Lenten Reading for March 6

06
Mar

We do not make this spiritual journey of life alone; we make it yoked to other human beings. It is not uncommon in this broken world for important relationships in our lives to break down. Where our hearts harden, our souls are poisoned.

Henri Nouwen writes about his experience of drawing near to death following an accident:

The real struggle (of dying) is not a matter of leaving loved ones. The real struggle had to do with leaving behind me people whom I had not forgiven and people who had not forgiven me. These feelings kept me bound to the old body and brought me great sadness to the old body and brought me great sadness. I suddenly felt an immense desire to call around my bed all who were angry with me and all with whom I was angry, to embrace them, ask them to forgive me, and offer them my forgiveness. As I thought of them, I realized that they represented a host of opinions, judgments, and even condemnations that had enslaved me to this world.

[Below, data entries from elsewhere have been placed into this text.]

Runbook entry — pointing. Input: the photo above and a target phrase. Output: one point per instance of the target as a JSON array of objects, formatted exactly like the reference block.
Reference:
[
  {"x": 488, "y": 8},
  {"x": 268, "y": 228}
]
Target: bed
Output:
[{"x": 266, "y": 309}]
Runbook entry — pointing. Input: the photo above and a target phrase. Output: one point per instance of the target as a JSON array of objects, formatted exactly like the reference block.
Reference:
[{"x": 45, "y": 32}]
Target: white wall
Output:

It almost seemed that much of my energy had gone into proving to myself and to others that I was right in my conviction that some people could not be trusted, that others were using me or were trying to push me aside, and that whole groups and categories of people were falling short of the mark. Thus I kept holding on to the illusion that I am destined to be the evaluator and judge of human behavior.

As I felt life weakening in me, I felt a great desire to forgive and to be forgiven, to let go of all evaluations and opinions, to be free from the burden of judgments.

Knowing that death comes to all of us, where is there a need for reconciliation in our lives?